Arts and humanities writing style

Writing in the arts and humanities allows for some flexibility in style and voice, while still following standard conventions of format and documentation. Generally, writing in the humanities falls into one of 3 categories: research writing, interpretive or analytical writing, and creative writing.

In arts and humanities writing, it is important to remember that it is not a matter of presenting the ‘right’ answer, but of being able to present a case for your view or interpretation.

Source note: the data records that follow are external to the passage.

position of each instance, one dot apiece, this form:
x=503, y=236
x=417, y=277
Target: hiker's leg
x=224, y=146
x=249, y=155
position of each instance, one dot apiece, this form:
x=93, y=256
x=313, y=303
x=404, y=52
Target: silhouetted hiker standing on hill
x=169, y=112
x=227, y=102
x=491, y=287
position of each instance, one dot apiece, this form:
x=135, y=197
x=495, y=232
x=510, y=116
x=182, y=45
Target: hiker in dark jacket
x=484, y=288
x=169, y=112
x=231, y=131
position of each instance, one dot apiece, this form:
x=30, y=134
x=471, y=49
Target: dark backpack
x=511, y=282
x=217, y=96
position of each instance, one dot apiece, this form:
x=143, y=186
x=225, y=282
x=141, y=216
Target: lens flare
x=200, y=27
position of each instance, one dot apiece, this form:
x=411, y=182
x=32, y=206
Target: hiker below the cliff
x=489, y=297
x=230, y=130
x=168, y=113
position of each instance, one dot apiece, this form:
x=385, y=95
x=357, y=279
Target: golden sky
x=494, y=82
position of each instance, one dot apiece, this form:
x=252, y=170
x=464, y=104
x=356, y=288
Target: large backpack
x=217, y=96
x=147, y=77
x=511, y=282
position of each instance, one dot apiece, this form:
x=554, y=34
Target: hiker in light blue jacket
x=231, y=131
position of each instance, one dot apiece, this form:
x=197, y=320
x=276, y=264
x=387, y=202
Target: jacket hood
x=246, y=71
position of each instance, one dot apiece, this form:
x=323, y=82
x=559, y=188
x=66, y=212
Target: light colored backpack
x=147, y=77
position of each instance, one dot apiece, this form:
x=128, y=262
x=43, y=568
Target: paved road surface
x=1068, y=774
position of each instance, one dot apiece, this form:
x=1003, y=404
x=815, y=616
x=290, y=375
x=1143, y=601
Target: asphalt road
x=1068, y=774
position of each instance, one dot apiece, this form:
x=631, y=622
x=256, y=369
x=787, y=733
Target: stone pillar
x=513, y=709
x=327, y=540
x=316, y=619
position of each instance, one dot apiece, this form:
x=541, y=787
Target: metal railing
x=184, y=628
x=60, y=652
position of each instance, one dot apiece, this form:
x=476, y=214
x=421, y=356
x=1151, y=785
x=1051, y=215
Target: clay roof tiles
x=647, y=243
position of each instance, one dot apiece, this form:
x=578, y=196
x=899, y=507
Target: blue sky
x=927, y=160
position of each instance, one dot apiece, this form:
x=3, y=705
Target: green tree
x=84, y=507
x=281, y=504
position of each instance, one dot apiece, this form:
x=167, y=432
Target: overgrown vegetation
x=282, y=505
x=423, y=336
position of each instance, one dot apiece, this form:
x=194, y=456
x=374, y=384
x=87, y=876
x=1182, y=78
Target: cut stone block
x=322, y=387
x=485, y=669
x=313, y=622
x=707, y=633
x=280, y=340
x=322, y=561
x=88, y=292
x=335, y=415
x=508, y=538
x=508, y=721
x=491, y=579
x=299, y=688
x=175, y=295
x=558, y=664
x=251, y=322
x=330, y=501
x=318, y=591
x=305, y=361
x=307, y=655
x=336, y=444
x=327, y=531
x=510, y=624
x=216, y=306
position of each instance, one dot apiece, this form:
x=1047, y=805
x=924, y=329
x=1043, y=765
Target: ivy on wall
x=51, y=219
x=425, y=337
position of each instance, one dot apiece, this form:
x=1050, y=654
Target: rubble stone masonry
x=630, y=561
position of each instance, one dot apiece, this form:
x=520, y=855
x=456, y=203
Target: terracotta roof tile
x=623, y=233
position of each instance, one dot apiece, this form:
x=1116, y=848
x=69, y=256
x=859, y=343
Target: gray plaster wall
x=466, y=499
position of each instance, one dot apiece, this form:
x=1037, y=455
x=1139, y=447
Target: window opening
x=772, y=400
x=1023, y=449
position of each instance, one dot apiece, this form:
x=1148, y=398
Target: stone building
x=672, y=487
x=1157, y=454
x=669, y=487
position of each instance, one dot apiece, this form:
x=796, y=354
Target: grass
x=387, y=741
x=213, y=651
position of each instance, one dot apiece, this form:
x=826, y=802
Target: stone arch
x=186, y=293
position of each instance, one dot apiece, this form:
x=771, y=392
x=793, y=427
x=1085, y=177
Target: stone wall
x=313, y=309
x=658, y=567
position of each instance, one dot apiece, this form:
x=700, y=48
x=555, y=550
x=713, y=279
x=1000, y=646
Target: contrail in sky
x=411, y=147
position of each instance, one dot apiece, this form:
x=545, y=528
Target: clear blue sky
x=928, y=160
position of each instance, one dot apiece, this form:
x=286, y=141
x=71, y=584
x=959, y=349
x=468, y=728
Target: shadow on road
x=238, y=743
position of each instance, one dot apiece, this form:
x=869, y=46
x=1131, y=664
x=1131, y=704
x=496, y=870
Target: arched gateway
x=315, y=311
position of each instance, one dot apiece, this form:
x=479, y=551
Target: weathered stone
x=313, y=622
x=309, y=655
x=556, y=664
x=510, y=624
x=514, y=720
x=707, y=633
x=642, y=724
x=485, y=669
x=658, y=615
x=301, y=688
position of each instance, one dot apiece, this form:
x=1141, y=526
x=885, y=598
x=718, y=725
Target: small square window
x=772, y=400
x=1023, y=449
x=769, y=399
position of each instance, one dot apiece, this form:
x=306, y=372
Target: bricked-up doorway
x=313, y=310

The purpose is not to imply that an interpretation is the only possible way of seeing a topic, but rather to convince your reader that your opinion is compelling, because it is:

  • rigorously researched and considered – you have consulted a variety of sources and perspectives; you are well-versed in the topic and have checked facts where possible; your viewpoint is balanced; and you have used examples to support your interpretation or argument
  • sensibly presented – the structure of your writing is logical and easy to follow, allowing your reader to understand your process as well as your ultimate position; a good structure will frame the discussion for your reader and set the boundaries of your inquiry 
  • clear in its discussion of facts and opinions – you will not be able to prove that your interpretation is ‘correct’, simply because it is just that: a reasonable interpretation; your language should acknowledge this distinction:

The director’s use of lighting in the film suggests the eventual illumination of each character’s secrets over the course of the story.
The following points demonstrate conclusively how the director used lighting in the film to represent how each character’s secrets come to light throughout the story.